Constructing your individual customized AI assistant that’s powered by a locally-running giant language mannequin is simple today. Strategies like mannequin pruning and quantization have made it potential to run moderately highly effective fashions on modest computing platforms. Furthermore, many hobbyists have already designed their very own AI assistants and printed their work, giving us all loads of assets to lean on when constructing our personal initiatives.
However there are AI assistants after which there are AI assistants. Positive, you would slap collectively a number of elements and create one thing that will look nice hidden away in your closet (like this system constructed by yours actually). However what if you wish to have an AI assistant sitting in your desk or bookshelf with out scaring away non-techie company? If you wish to step up your hacking recreation, then Simone Marzulli has obtained a venture that it would be best to try.
A high-level overview of system operation (📷: Simone Marzulli)
Marzulli constructed an AI assistant, however this one has a pleasant case and enormous show with an animated character to make it not solely sensible, but additionally presentable. Higher nonetheless, it’s not only a chatbot, however quite it’s an AI agent. Meaning you can provide it a listing of digital duties to do, and it’ll discover the most effective instruments to perform them, then perform your requests. Even with these added capabilities, the system, referred to as Max Headbox, nonetheless runs every little thing 100% regionally.
Max Headbox is constructed round a Raspberry Pi 5, which offers simply sufficient horsepower to run small however succesful open-source AI fashions. A customized case homes the Pi, cooling fan, and a compact show that reveals the assistant’s cheerful inexperienced emoji face. A coloured ribbon circling the pinnacle signifies what the system is doing: blue when it’s listening, crimson whereas recording, and rainbow when the mannequin is busy producing a response.
On the software program aspect, Marzulli leveraged a stack of established open-source instruments.
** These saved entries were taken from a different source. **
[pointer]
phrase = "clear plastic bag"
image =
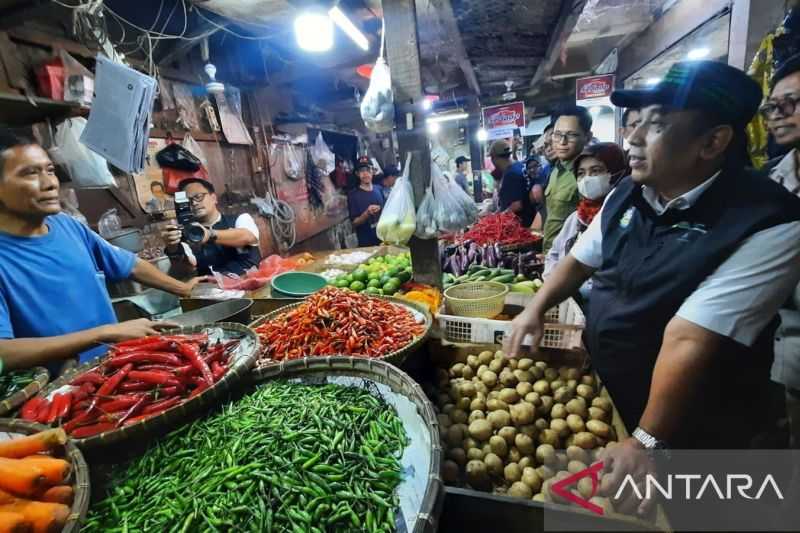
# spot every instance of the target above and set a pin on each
(398, 218)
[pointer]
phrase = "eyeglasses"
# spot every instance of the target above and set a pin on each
(570, 136)
(786, 106)
(198, 198)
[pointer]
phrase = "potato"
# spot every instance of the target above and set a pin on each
(602, 403)
(562, 394)
(600, 429)
(496, 405)
(585, 440)
(533, 398)
(488, 377)
(576, 453)
(476, 415)
(524, 444)
(499, 418)
(478, 475)
(509, 396)
(508, 433)
(542, 387)
(499, 445)
(520, 490)
(558, 411)
(512, 472)
(577, 406)
(559, 425)
(457, 455)
(573, 467)
(525, 363)
(575, 423)
(546, 454)
(450, 472)
(523, 414)
(585, 391)
(548, 436)
(493, 464)
(480, 430)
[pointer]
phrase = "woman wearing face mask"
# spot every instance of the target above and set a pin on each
(597, 170)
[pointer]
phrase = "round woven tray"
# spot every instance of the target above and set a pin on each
(397, 357)
(30, 390)
(323, 369)
(245, 357)
(10, 427)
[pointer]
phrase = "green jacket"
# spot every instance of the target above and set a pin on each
(561, 199)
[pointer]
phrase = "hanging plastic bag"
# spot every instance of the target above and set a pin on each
(398, 218)
(85, 167)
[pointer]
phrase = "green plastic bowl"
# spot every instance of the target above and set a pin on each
(297, 284)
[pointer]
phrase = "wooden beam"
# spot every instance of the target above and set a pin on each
(402, 48)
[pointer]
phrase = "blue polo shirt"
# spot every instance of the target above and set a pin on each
(54, 284)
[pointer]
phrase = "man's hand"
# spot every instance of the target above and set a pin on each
(628, 458)
(133, 329)
(529, 322)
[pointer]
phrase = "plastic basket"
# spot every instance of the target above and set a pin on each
(563, 328)
(482, 299)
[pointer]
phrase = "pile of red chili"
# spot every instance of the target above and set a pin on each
(503, 228)
(338, 322)
(139, 379)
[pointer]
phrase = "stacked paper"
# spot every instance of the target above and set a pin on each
(119, 122)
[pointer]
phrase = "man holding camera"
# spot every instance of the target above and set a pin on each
(204, 238)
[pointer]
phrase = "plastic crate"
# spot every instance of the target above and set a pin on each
(563, 329)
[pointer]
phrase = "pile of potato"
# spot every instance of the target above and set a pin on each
(516, 426)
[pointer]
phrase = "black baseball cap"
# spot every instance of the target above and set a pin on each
(707, 85)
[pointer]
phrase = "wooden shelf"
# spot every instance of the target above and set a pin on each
(18, 110)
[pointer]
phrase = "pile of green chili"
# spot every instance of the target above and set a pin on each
(287, 457)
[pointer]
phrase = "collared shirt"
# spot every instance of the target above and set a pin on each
(745, 292)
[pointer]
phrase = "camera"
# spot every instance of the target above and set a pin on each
(186, 219)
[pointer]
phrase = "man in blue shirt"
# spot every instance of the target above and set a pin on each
(53, 301)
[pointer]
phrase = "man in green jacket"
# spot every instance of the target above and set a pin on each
(572, 131)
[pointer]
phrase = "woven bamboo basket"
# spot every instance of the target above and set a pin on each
(21, 396)
(79, 477)
(396, 358)
(244, 358)
(355, 371)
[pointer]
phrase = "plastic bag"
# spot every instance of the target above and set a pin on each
(85, 167)
(377, 108)
(398, 218)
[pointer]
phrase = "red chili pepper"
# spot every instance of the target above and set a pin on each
(30, 410)
(95, 429)
(192, 353)
(113, 382)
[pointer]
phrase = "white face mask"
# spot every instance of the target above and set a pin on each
(594, 187)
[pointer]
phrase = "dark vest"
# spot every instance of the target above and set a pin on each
(651, 265)
(225, 258)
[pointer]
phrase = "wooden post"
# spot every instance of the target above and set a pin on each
(402, 50)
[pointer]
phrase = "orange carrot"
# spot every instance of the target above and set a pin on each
(58, 494)
(45, 517)
(14, 523)
(31, 444)
(54, 470)
(20, 478)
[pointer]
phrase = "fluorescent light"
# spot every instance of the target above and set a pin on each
(314, 31)
(698, 53)
(341, 20)
(447, 118)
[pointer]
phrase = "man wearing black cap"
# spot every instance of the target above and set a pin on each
(229, 243)
(365, 203)
(692, 256)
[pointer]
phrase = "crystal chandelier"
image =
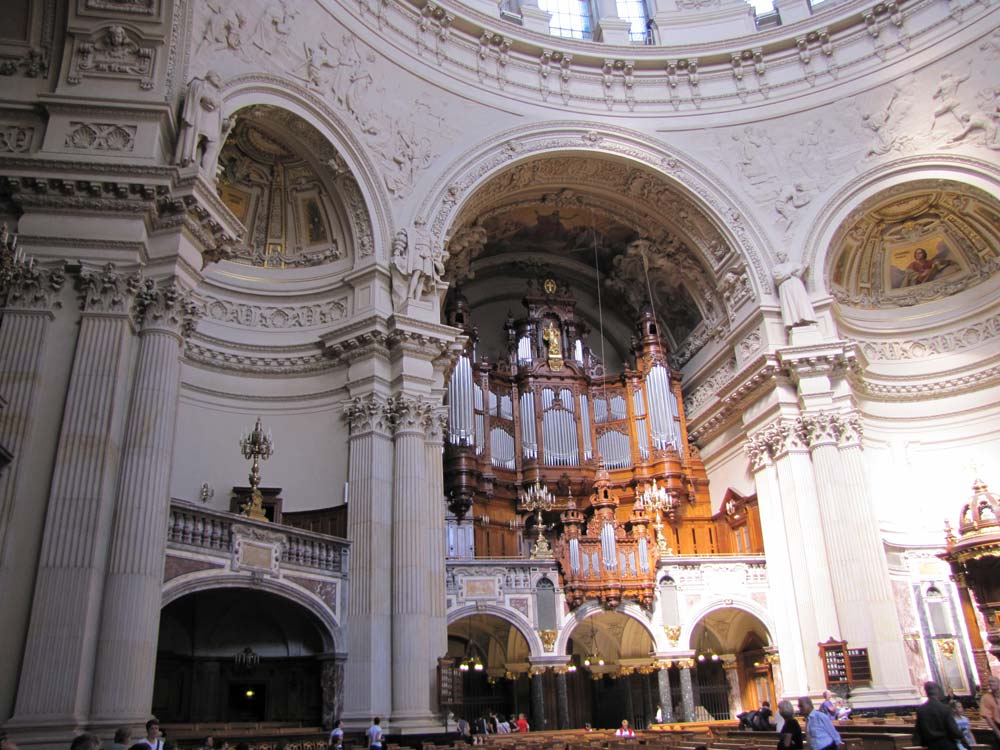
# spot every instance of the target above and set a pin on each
(537, 497)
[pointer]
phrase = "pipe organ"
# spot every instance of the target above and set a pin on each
(612, 448)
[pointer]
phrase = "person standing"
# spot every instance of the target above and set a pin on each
(819, 727)
(337, 736)
(989, 709)
(936, 728)
(154, 738)
(625, 730)
(374, 734)
(791, 733)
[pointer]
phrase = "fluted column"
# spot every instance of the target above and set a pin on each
(31, 296)
(437, 645)
(562, 699)
(781, 594)
(687, 690)
(731, 668)
(62, 635)
(412, 545)
(538, 700)
(369, 631)
(666, 699)
(854, 543)
(126, 652)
A React Vite entrance finish communicates with a Sinatra backend, which handles microphone management and recording. Audio enter is handed to faster-whisper, a high-performance reimplementation of OpenAI’s Whisper, for speech-to-text transcription. To allow hands-free operation, a wake phrase detection system constructed with Vosk listens in standby mode and mechanically shuts down when the language mannequin is lively to keep away from CPU competition.
For managing the massive language fashions themselves, Marzulli selected Ollama, a light-weight framework for operating open fashions regionally through an API. This might not be a everlasting answer, but it surely supplied a fast path to getting the proof-of-concept working. The fashions he settled on had been Qwen3 1.7b and Gemma3 1b. Bigger fashions like Qwen2.5 3b carried out higher when it comes to accuracy, however added an excessive amount of latency for the Raspberry Pi’s modest {hardware}.
The Qwen3 mannequin was used to deal with agentic activity execution, whereas Gemma3 was used as a conversational mannequin. Responses from the conversational mannequin embody each a response for the consumer and an related “feeling” similar to completely satisfied, , or confused. These map to emoji graphics displayed alongside the textual content, giving the assistant a touch of character.
Loads of particulars can be found within the venture’s weblog put up, so you should definitely give it a learn in case you are eager about constructing your individual AI-powered assistant any time quickly.